Greg.  I think your problem isn't people asking you for help, but that they don't respect the help you give.  Back a few jobs ago, I worked with a guy who handled it like this...  He only gave an answer once.  And he kept track of it.  If he'd told you something and you asked again, he'd say "Sorry, I answered that question for you in February."  Sometimes he'd point you to someone else.  "Go talk to Fred.  I taught him how to do that last week."  Man, you went to him, you brought pencil and paper and took notes.  The boss didn't mind.  In fact, he was quite amused.  Of course, this may not work for you.

Mary
Sunday, April 07, 2002

>Face to face is simply higher bandwidth

Woah. dude.

Mark W
Tuesday, April 09, 2002

Thanks for the responses!  I do understand that the bandwidth of being in person is formidable, but I no longer believe it's higher like I once did.  It depends on the skill of the communicator, the energy of the recipient, and it's not persistent.  Plus, it doesn't scale when you have 5 people wanting to talk with you while you're writing code.

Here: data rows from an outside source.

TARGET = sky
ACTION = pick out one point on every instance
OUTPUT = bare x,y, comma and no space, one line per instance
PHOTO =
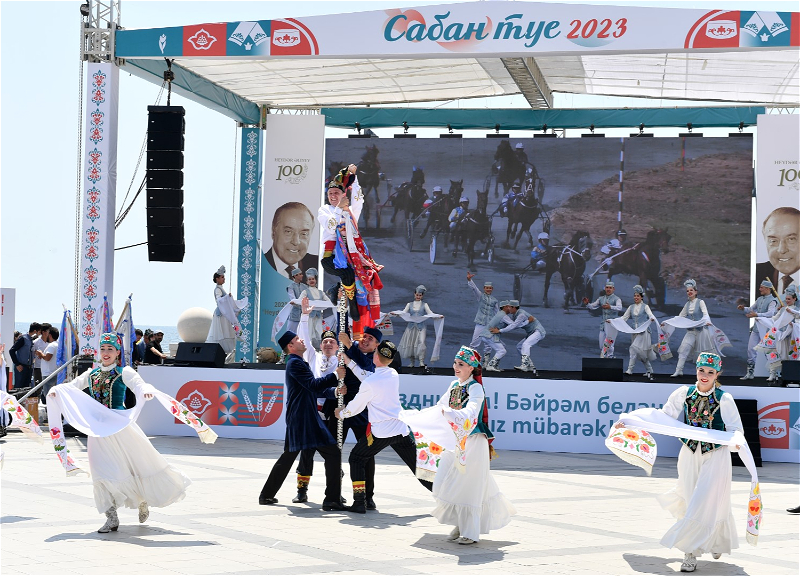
39,137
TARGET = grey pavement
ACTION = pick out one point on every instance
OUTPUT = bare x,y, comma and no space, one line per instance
577,514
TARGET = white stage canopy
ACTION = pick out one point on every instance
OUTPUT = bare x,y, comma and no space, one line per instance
476,49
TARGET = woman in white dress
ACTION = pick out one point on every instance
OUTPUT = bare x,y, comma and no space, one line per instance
641,345
225,327
701,501
315,316
126,470
413,344
466,494
696,340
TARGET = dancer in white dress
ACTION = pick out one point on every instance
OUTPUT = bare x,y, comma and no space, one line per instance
413,344
466,494
701,501
126,470
641,344
225,327
697,339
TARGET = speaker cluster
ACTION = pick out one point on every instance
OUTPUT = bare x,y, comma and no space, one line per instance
164,183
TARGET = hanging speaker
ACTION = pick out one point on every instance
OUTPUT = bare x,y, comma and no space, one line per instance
164,180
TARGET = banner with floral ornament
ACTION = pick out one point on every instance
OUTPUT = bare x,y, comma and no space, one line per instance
99,200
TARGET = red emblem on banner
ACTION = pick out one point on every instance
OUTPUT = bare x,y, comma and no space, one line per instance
291,38
773,425
204,40
717,29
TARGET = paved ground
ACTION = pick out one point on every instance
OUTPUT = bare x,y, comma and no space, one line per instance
577,514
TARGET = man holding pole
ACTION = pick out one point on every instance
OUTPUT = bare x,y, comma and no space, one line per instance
304,427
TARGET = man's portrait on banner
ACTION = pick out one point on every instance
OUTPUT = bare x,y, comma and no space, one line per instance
780,231
292,225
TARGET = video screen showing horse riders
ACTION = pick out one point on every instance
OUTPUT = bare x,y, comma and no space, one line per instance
548,223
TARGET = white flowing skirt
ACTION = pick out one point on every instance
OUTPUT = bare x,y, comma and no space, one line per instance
222,331
701,502
472,500
127,470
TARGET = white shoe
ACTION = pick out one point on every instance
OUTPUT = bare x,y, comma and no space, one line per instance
112,521
689,563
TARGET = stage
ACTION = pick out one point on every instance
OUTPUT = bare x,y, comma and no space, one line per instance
542,414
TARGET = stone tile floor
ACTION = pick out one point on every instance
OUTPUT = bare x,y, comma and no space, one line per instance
577,514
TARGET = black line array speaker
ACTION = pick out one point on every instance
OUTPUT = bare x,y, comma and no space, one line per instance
164,182
748,410
606,369
204,354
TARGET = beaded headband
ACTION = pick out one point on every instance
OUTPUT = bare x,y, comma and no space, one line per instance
110,338
469,356
706,359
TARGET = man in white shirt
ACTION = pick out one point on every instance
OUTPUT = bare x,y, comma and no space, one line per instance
380,393
48,357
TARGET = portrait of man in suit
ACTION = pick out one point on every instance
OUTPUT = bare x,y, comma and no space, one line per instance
292,225
780,231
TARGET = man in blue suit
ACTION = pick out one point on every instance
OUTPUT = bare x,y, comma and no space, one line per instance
304,427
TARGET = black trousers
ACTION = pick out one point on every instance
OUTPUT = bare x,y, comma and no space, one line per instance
333,478
402,444
306,465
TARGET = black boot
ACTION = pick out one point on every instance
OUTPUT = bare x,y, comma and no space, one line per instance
359,505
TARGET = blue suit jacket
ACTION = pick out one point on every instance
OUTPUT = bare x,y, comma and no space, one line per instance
304,427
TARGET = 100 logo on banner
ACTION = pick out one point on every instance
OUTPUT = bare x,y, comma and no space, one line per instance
292,173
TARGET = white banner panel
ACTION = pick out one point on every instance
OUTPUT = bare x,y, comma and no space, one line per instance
292,193
100,188
778,200
532,415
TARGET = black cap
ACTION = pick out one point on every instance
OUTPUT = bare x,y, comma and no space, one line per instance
284,340
387,349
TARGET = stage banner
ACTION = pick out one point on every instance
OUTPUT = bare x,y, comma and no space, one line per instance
500,29
525,414
249,219
778,200
100,187
292,192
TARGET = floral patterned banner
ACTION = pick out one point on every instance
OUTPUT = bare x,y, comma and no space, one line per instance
248,265
99,185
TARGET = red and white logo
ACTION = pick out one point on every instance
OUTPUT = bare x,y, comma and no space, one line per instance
290,37
717,29
721,29
286,37
204,40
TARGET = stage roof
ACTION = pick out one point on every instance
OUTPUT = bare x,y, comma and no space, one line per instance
477,49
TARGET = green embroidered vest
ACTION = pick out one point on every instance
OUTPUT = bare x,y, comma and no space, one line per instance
459,398
702,411
108,388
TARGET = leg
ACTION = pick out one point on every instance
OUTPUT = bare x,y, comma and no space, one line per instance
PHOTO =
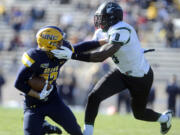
32,122
62,115
140,89
50,129
106,87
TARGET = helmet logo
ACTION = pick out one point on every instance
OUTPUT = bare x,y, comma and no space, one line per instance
47,36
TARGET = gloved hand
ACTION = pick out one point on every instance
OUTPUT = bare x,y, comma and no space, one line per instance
63,53
44,93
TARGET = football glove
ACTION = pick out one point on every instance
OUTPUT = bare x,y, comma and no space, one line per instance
44,93
63,53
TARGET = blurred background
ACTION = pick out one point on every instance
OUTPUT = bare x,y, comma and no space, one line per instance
158,26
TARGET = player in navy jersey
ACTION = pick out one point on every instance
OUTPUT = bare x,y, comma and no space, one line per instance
42,63
133,71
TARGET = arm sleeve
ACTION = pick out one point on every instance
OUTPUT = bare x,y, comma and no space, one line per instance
26,71
85,46
22,78
120,36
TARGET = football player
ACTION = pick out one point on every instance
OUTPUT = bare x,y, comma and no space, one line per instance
133,71
42,62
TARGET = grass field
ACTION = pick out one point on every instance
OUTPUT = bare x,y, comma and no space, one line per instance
11,121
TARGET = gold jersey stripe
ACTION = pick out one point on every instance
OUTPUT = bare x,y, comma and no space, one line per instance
26,60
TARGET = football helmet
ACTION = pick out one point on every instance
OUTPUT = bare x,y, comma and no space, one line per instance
108,14
50,38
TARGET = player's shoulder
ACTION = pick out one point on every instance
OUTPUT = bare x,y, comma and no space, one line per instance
121,27
32,56
68,45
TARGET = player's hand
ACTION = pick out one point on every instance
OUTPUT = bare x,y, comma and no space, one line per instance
103,41
63,53
44,93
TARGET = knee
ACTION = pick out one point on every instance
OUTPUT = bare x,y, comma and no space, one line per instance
93,98
76,132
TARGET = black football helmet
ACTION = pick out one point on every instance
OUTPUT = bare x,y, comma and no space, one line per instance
108,14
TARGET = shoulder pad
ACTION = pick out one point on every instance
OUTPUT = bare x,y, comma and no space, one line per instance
68,45
120,35
29,57
99,34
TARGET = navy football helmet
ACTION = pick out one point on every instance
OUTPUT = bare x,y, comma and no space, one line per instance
108,14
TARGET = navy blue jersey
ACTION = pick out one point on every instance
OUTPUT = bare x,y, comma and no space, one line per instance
36,62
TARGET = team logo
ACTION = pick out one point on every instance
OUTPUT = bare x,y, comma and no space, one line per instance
47,36
45,65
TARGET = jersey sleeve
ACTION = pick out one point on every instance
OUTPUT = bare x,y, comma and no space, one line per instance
68,45
120,36
28,68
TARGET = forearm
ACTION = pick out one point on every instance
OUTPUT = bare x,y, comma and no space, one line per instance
21,80
97,56
34,94
88,45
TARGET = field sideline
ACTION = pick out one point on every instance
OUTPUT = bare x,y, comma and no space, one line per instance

Tomorrow I'm going to have a meeting (face to face!) with those involved, about this topic.  My position will be that I like talking, but I'll keep a blog where I write about what I'm doing, and if it would be better to email that day.  Maybe I will write articles too, with my subversive thoughts about the development process.

I made a big mistake by saying "100%" because that sounds pretty exaggerated.  But that week I was in the crossfire of 3 fundamentally different projects, and it just seemed then that I'd never remember what everyone said to me.  Maybe the bandwidth of face-to-face is better, but it doesn't SCALE.

Greg Neumann
Tuesday, April 09, 2002

> Maybe the bandwidth of face-to-face is better, but it doesn't SCALE.

Fwiw, delegating (even face to face) may scale somewhat: if the person you're facing and to whom you're delegating can add value to what you say (you paint a thumbnail, he writes the specs); but maybe that's your job (getting the thumb-nail, writing the specs). In which case, the people to whom you're delegating (specs) might be able to themselves add value (give them fewer specs, let them work it out) ... but for THAT to be successful, they might then need access (face to face, or written) to some thumbnail-painter if they have successfully filled in for themselves some 95% but not 100% of the missing detals: i.e., a feedback loop. If you are a scarce resource much in demand, then you might prefer the higher bandwidth medium.

Christopher Wells
Tuesday, April 09, 2002

> But that week I was in the crossfire of 3 fundamentally different projects, and it just seemed then that I'd never remember what everyone said to me.

That's why people carry bound, paper "engineering logbooks": to take their own minutes during meetings.

Christopher Wells
Tuesday, April 09, 2002

You're entitled to have time to think. Given the environment you describe, it sounds like you should negotiate tracts of time to work at home.

Also, another way to wall off your time is to don headsets when you're concentrating.